How to Compute Similarity

Similarity measures how related two hypervectors are. PyHDC returns values in [-1, 1] (1 = identical, 0 = unrelated, -1 = maximally dissimilar).

Basic usage

Instance method (most common):

import pyhdc

enc = pyhdc.MAP_C(dimension=10_000)
a   = enc.generate()
b   = enc.generate()

sim = a.similarity(b)   # float

Encoding method (same result):

sim = enc.similarity(a, b)

Batched similarity: calling conventions

Hypervectors are dimension-first: a single vector has shape (D,) and a batch of N vectors has shape (D, N) (each column is a hypervector). Both Hypervector.similarity() and Encoding.similarity() reduce over axis 0 (the dimension) and support these shapes:

Convention 1; two 1-D vectors -> scalar

a = enc.generate()   # shape (10000,)
b = enc.generate()   # shape (10000,)
sim = enc.similarity(a, b)   # float

Convention 2; two (D, N) batches -> 1-D array (per-column pairs)

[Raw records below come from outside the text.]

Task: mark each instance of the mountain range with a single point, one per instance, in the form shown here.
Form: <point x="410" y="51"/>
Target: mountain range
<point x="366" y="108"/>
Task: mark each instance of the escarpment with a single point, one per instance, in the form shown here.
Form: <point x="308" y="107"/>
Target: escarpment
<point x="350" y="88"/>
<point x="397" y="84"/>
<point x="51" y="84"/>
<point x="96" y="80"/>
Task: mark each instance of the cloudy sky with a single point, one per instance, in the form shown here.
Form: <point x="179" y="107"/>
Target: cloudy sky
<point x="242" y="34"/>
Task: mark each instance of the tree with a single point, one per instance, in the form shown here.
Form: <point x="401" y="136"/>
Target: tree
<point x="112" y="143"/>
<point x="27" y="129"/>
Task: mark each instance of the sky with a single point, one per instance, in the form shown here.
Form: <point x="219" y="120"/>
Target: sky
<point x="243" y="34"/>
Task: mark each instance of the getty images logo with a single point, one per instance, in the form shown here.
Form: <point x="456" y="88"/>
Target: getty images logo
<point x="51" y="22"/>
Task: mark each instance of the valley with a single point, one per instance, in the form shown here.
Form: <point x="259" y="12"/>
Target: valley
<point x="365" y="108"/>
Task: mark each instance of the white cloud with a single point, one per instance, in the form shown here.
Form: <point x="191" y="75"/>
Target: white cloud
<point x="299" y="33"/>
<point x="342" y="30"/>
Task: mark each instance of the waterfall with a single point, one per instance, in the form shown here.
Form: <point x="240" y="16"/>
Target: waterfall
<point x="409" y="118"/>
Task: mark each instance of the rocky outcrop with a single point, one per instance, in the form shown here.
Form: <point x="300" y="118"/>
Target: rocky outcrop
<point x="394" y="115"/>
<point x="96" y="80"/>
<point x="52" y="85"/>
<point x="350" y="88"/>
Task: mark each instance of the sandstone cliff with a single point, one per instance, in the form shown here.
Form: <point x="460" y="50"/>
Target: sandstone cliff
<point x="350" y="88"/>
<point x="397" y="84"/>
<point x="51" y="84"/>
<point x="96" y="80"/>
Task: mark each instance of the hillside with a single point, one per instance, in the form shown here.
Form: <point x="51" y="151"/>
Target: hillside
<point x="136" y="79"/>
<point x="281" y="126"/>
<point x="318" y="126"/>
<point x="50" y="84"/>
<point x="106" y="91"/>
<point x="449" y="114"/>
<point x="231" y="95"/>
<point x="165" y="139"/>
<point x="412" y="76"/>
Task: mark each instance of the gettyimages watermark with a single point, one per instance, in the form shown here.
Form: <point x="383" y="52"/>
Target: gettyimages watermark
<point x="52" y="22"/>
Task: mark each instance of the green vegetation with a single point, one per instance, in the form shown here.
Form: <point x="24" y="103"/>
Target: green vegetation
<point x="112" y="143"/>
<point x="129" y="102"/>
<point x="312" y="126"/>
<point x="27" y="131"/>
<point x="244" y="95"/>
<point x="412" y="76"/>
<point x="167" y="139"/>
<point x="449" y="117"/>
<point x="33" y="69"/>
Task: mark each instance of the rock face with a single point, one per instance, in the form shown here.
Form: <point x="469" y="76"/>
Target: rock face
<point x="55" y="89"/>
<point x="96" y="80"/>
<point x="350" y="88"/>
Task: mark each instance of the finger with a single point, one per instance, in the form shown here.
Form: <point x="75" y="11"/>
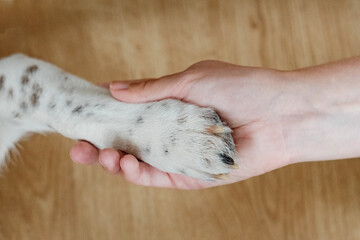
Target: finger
<point x="84" y="153"/>
<point x="150" y="90"/>
<point x="110" y="160"/>
<point x="141" y="173"/>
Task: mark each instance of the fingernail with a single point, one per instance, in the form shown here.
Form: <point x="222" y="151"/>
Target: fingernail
<point x="119" y="86"/>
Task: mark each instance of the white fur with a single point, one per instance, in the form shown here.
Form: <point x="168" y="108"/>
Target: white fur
<point x="36" y="96"/>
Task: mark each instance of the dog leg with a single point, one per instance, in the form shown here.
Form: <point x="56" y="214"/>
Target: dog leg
<point x="169" y="134"/>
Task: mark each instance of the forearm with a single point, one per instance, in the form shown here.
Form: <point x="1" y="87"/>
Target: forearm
<point x="326" y="123"/>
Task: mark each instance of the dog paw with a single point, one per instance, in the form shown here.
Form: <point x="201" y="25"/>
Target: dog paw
<point x="180" y="138"/>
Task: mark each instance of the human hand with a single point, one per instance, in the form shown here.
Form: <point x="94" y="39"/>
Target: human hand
<point x="247" y="99"/>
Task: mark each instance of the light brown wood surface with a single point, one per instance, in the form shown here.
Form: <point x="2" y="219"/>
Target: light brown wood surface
<point x="44" y="195"/>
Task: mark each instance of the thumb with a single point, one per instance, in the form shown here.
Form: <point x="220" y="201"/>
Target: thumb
<point x="146" y="90"/>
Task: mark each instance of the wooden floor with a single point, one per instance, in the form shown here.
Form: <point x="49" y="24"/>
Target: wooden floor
<point x="44" y="195"/>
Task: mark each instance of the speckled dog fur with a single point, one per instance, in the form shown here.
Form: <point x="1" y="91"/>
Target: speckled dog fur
<point x="170" y="135"/>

Element i of the result is similarity(A[:, i], B[:, i]):

batch_a = enc.generate(size=(10_000, 50))   # shape (10000, 50)
batch_b = enc.generate(size=(10_000, 50))   # shape (10000, 50)
sims    = enc.similarity(batch_a, batch_b)   # shape (50,)

Convention 3; single (D, N) batch -> 1-D array (column 0 vs the rest)

Column 0 is the query; columns 1+ are the candidates:

query_plus_codebook = enc.generate(size=(10_000, 101))   # shape (10000, 101)
sims = enc.similarity(query_plus_codebook)                # shape (100,)
# sims[i] = similarity(column 0, column i+1)

Convention 4; one vector vs a batch -> 1-D array (broadcast)

A (D,) vector compared against every column of a (D, N) batch:

query    = enc.generate()                    # shape (10000,)
codebook = enc.generate(size=(10_000, 100))   # shape (10000, 100)
sims     = enc.similarity(query, codebook)    # shape (100,)

Batched list form at the encoding level

You can also pass two equal-length lists of Hypervector objects:

hvs_a = [enc.generate() for _ in range(5)]
hvs_b = [enc.generate() for _ in range(5)]
sims  = enc.similarity(hvs_a, hvs_b)   # list of 5 floats

Similarity on (D, N, M) tensors

A tensor of hypervectors has shape (D, N, M). Axis 0 is the dimension D, and axes 1 and 2 are batch axes, so each tensor[:, i, j] column is one hypervector. Similarity always reduces over axis 0, the batch axes pass through to the result shape.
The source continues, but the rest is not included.